The baby conversation continued. He laughed, a wonderful soprano trill, followed by the pat-pat of baby hands applauding. How odd. He always slept through the night. He had ever since they’d come there, when fear and exhaustion had overwhelmed him. Sometimes she thought he went through deep grief for his parents, but the others told her he was too young for that. Still, she remembered the feelings: the anger, betrayal, and sadness all mixed together. For the first few months of his life with Eleanora, Coulter had been a difficult child. She had soothed that away by making him the center of her world.
He cooed, and then she woke up enough to remember the cat. She let out an exasperated sigh. She had kept the door to Coulter’s room closed, and her door open, thinking the cat would come to her. But there was no cat in sight. And Coulter sounded awfully loud for a baby talking behind a closed door.
She pushed the wisps of gray hair off her face, careful not to pull any. She hated the way her hair had got thin in the last few years, the way she could feel her scalp through the strands. Sometimes she wondered if she would live long enough to bring Coulter into adulthood, and she prayed that she would. He needed someone who loved him, needed to be cared about. And she needed to be valuable in the last years of her life.
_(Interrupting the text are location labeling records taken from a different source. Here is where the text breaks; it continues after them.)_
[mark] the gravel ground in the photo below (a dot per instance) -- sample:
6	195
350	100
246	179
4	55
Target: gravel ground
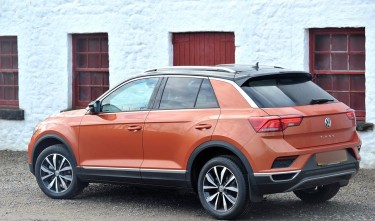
21	199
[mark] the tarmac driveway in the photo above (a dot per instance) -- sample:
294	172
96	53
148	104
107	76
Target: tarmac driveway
21	199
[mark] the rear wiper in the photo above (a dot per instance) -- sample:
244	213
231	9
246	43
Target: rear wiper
320	101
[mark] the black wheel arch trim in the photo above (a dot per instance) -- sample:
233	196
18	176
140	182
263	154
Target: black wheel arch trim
41	139
225	145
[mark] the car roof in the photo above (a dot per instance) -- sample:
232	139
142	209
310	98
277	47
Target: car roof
235	72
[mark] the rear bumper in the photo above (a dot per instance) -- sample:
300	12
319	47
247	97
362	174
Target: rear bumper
310	176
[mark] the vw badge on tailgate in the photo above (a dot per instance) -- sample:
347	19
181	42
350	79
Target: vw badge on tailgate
328	122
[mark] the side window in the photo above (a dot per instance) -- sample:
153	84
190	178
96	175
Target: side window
133	96
206	97
188	93
180	93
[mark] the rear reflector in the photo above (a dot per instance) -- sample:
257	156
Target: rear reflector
282	162
274	123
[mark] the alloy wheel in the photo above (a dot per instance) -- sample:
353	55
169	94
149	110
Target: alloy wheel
56	173
220	188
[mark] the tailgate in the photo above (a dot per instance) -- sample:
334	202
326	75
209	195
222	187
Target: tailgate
314	129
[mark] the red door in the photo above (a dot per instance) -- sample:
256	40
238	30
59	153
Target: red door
203	48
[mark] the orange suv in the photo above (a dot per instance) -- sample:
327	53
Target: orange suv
233	133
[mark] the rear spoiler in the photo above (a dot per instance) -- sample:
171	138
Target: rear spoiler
283	73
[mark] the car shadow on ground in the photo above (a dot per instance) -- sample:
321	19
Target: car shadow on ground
274	207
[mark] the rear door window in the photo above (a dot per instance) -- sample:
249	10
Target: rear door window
187	93
285	92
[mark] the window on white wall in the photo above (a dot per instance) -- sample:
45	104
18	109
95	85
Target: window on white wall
337	61
90	67
8	72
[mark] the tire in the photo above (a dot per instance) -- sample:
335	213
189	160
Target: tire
318	194
222	188
55	172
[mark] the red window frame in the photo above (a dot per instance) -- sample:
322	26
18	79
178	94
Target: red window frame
8	72
90	67
203	48
338	64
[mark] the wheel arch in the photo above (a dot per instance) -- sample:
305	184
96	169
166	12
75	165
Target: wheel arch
211	149
44	142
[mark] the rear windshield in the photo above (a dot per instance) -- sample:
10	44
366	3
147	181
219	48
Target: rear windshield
285	92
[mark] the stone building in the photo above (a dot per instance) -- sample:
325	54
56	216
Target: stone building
60	54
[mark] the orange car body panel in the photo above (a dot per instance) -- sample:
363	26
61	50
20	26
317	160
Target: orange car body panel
170	136
65	125
111	139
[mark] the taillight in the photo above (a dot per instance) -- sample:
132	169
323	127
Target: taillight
274	123
351	114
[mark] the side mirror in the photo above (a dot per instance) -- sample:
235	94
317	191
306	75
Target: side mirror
94	107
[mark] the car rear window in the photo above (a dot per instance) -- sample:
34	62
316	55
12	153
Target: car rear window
285	92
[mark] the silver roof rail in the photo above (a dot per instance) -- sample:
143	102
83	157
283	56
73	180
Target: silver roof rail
195	68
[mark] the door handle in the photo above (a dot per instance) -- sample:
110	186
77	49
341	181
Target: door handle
134	128
203	126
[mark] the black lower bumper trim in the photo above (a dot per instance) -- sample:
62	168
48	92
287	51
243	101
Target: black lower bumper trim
310	176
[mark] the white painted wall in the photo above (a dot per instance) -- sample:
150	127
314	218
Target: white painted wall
272	32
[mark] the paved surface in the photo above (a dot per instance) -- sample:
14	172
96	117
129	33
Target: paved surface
21	199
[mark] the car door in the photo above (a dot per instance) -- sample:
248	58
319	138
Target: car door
111	141
185	117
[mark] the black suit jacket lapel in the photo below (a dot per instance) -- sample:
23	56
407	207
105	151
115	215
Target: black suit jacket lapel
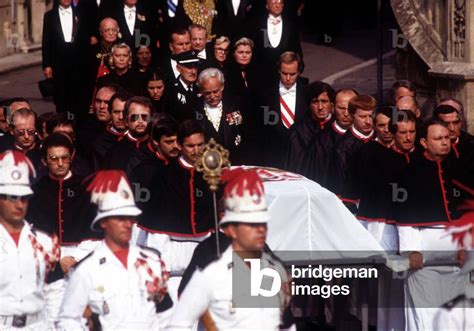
300	103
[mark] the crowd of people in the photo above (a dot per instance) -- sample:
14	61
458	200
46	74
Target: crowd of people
112	200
Coulter laughed again. Not a dream, fo
r sure, then. That baby was probably playing with the cat.
Eleanora swung her feet off the cot Helter had made for her and adjusted her nightdress. The cabin was cold in the middle of the night because she let the fire go out. She always wrapped the baby well and made sure he was comfortable before putting him down. She didn’t plan on his playing in the moonlight.
Still, the thought made her smile. It pleased her that Coulter had become such a happy child. It meant she was doing something right.
The wooden floorboards were cold. She stood, feeling the ache in her bones that had become more and more common. She was eating well now, but somehow that only made her ache more, as if the additional weight in her body put too much pressure on her legs.